Prezydent Andrzej Duda na wniosek wojewody łódzkiego Tobiasza Bocheńskiego nadał pośmiertnie bohaterskiemu mieszkańcowi Brzezin śp. Ryszardowi Jasińskiemu Medal za Ofiarność i Odwagę - poinformował w środę Łódzki Urząd Wojewódzki.
Do tragedii w podłódzkich Brzezinach doszło w środę 5 maja.
Jak podkreślono w przesłanym przez służby prasowe wojewody komunikacie, prowadzący niewielki sklep papierniczy przy miejskim targowisku Ryszard Jasiński, widząc zagrożenie ze strony napastnika dla przechodniów, nie pozostał obojętny.
- Jak relacjonują świadkowie zdarzenia zareagował natychmiast, gdy tylko zauważył uzbrojonego mężczyznę. Bohatersko ruszył z pomocą, aby obezwładnić agresora. Niestety, został przez niego ugodzony nożem w okolice serca. Mimo pomocy, której na miejscu udzielał m.in. zespół Lotniczego Pogotowia Ratunkowego, Pan Ryszard Jasiński zmarł
- zaznaczono.
Dodano, że zmarły był znanym i szanowanym mieszkańcem Brzezin; miał 41 lat, osierocił dwóch małych synków. Od wielu lat udzielał się charytatywnie. Jak mówią jego przyjaciele, "przez całe życie przyjmował postawę obywatelską, stało się tak i tym razem".
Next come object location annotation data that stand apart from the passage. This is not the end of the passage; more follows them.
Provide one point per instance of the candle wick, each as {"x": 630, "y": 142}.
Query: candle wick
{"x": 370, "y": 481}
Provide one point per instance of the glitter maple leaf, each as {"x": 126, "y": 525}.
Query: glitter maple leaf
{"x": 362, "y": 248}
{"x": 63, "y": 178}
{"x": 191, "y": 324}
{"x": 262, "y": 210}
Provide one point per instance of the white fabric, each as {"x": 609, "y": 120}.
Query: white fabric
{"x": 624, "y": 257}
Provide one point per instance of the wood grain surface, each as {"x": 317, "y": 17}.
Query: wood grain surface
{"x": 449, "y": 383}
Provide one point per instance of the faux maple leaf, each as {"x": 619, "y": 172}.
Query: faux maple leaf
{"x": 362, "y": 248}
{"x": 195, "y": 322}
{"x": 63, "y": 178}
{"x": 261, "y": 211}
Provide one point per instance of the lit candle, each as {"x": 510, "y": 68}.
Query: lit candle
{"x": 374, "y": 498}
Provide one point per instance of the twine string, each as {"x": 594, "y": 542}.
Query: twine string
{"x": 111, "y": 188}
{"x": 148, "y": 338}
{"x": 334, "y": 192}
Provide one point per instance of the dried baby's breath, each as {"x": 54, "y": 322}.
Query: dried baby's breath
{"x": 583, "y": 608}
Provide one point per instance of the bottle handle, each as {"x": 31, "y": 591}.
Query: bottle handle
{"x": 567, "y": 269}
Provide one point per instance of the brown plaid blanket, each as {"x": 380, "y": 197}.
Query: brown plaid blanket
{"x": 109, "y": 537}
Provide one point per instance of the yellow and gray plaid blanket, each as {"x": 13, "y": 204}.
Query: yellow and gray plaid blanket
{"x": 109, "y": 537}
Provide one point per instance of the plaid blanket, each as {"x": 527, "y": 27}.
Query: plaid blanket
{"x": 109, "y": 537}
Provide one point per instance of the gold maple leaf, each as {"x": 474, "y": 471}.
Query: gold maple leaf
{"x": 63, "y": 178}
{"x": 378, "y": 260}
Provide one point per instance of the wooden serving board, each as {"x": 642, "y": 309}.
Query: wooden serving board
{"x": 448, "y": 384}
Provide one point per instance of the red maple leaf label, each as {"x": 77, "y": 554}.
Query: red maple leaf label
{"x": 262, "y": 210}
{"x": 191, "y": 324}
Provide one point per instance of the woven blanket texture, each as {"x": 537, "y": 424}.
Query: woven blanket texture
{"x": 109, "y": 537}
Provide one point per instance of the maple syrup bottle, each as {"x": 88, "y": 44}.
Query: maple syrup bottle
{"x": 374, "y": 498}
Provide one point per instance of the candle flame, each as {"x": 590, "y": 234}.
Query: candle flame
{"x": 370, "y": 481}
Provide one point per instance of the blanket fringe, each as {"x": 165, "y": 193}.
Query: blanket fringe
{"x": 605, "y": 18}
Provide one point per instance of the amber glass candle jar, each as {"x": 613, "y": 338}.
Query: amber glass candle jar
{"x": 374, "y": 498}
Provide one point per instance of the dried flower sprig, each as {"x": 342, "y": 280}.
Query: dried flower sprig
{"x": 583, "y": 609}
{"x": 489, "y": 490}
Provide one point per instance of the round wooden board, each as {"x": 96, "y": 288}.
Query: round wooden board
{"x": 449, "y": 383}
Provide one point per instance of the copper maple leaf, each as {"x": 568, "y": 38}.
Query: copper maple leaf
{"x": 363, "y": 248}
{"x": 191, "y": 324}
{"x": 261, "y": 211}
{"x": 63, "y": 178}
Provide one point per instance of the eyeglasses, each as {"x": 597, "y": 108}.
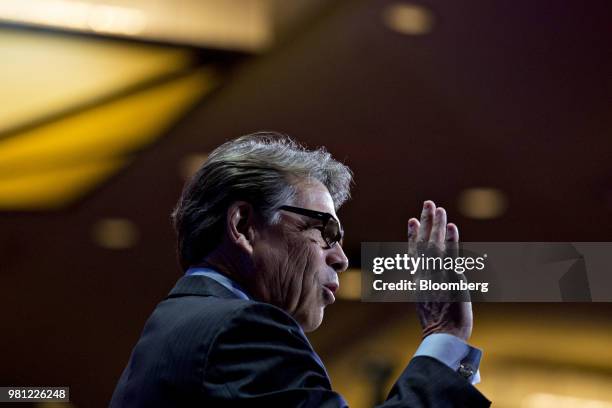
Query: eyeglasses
{"x": 331, "y": 231}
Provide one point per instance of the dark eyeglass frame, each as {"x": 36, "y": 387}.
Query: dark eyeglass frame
{"x": 326, "y": 218}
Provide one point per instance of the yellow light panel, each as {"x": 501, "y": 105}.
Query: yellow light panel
{"x": 53, "y": 165}
{"x": 43, "y": 74}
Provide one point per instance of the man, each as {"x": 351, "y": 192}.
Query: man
{"x": 261, "y": 245}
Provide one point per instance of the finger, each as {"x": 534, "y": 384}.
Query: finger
{"x": 438, "y": 230}
{"x": 426, "y": 220}
{"x": 452, "y": 233}
{"x": 413, "y": 234}
{"x": 452, "y": 240}
{"x": 413, "y": 230}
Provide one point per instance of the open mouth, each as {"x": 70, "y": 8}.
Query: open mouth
{"x": 328, "y": 293}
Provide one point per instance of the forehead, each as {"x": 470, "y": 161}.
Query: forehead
{"x": 313, "y": 195}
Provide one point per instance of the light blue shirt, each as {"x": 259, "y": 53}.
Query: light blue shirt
{"x": 221, "y": 279}
{"x": 453, "y": 352}
{"x": 446, "y": 348}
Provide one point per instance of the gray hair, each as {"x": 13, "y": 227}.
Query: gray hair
{"x": 262, "y": 169}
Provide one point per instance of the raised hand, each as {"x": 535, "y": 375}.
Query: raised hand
{"x": 433, "y": 231}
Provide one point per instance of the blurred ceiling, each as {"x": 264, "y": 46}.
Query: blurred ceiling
{"x": 499, "y": 111}
{"x": 241, "y": 25}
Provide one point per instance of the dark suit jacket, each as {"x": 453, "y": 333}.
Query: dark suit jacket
{"x": 203, "y": 347}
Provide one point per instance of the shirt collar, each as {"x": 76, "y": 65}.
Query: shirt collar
{"x": 219, "y": 278}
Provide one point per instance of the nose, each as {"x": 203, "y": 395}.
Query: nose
{"x": 336, "y": 258}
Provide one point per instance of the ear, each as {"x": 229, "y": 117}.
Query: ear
{"x": 240, "y": 225}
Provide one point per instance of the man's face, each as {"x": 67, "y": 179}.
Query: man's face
{"x": 295, "y": 269}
Wstępne ustalenia wskazują, że przyczyną śmierci była rozległa rana kłuta okolicy serca.
- Po ugodzeniu mężczyzny, policjanci oddali strzały ostrzegawcze. Napastnik dalej jednak uciekał. Funkcjonariusze dogonili go w bramie, gdzie podczas próby obezwładnienia ugodził nożem w nogę jednego z policjantów. Drugi z funkcjonariuszy oddał kolejne strzały, raniąc w nogę napastnika
tłumaczył rzecznik Prokuratury Okręgowej w Łodzi Krzysztof Kopania.
35-letni policjant po założeniu szwów został wypisany ze szpitala.
Napastnikowi prokuratura postawiła zarzuty zabójstwa, czynnej napaści, spowodowania obrażeń ciała u policjanta i kradzieży rozbójniczej sąd w Brzezinach aresztował 39-latka na trzy miesiące. Grozi mu dożywocie.
W niedzielę w proteście przeciwko przemocy ulicami Brzezin przeszedł marsz milczenia.